Acıların karanlığında yapayalnız kalan, hiç bir şey yapamadan siyaseti sorgulayan bir yarbayın sarf ettiği sözler mesela. Şehit Yüzbaşı Ali Alkan’ın cenazesinde olanlar. Ağabeyi Yarbay Mehmet Alkan’ın haklı olarak gündemi sorgulaması ile Aktroller tarafından linç edilmeye çalışılması hiç de insani bir durum değildir. Akıl almaz çirkin yöntemlerle saldıran kendilerini kurtarıcı zanneden, ama savaş olursa ilk önce kaçacak olan çatlak beyinler sosyal medya da savaş açtı adeta. ”Neden diye” soramaz mı insan. “Düne kadar çözüm diyenler, ne oldu da şimdi sonuna kadar ‘savaş’ deniyor?” diye sorgulanamaz mı?
Yaşanan acılar yok mu sayılıyor bu ülkede. Daha da ilerisi sizler delice anayasa dışı işler yaparken bizler de delice yasa dışı sorgulama yapamaz mıyız?
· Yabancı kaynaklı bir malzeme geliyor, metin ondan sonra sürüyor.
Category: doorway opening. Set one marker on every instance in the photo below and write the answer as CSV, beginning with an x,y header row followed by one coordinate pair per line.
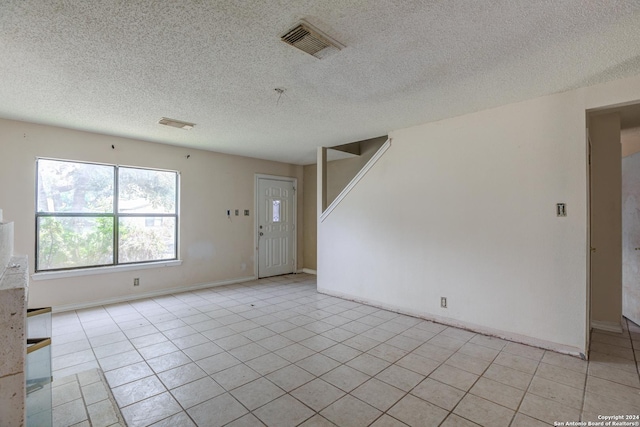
x,y
275,225
613,140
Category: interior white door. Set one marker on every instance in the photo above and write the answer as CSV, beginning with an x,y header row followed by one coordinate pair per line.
x,y
631,237
276,227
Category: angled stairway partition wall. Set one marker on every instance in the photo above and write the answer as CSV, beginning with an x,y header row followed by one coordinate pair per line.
x,y
355,180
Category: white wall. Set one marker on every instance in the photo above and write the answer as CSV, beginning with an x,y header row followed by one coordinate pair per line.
x,y
465,208
213,248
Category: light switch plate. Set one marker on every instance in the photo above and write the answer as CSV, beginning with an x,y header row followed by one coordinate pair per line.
x,y
561,209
Komutanın yaşadığı acıları bertaraf edip olayı siyasal arenaya taşımaları oldukça tuhaf bir durum. Bir yandan acı çekenler gözler önündeyken diğer yandan kendisine fayda sağlamaya çalışanları görürsünüz en fazla. Bir çok şeyi hayat devam ediyor diye es geçtiğimizin farkında değiliz. Hayatı devama zorlayan şartların altındaki ironi, ülkemizde sanki insanca yaşamayı, insanı duyguları kaybetmemiz isteniyor gibi… Bırakın cenaze yakınları acılarını paylaşsın, zamanla acılar evrimleşiyor olsa da en çok onlar çekiyor bu kederi. Bizim payımıza düşen de; insan olmanın var olmanın, ruhen acıları kederi yaşamanın, paylaşmanın evrenselliği… Her acı aynı, her dert birbirine benzer insanlar arasında.
Bizler ne kadar gerçekleri es geçebiliyorsak da bütün bu olan bitenler yaşanıyor ne yazık kı ülkemizde. Yalanlar yalanlar. Acı, keder. Bıkkınlık. Yalnızlık. Hayal kırıklığı. Nefret. Öfke... Ülkemiz düşüşe geçti. Ama ne düşüş!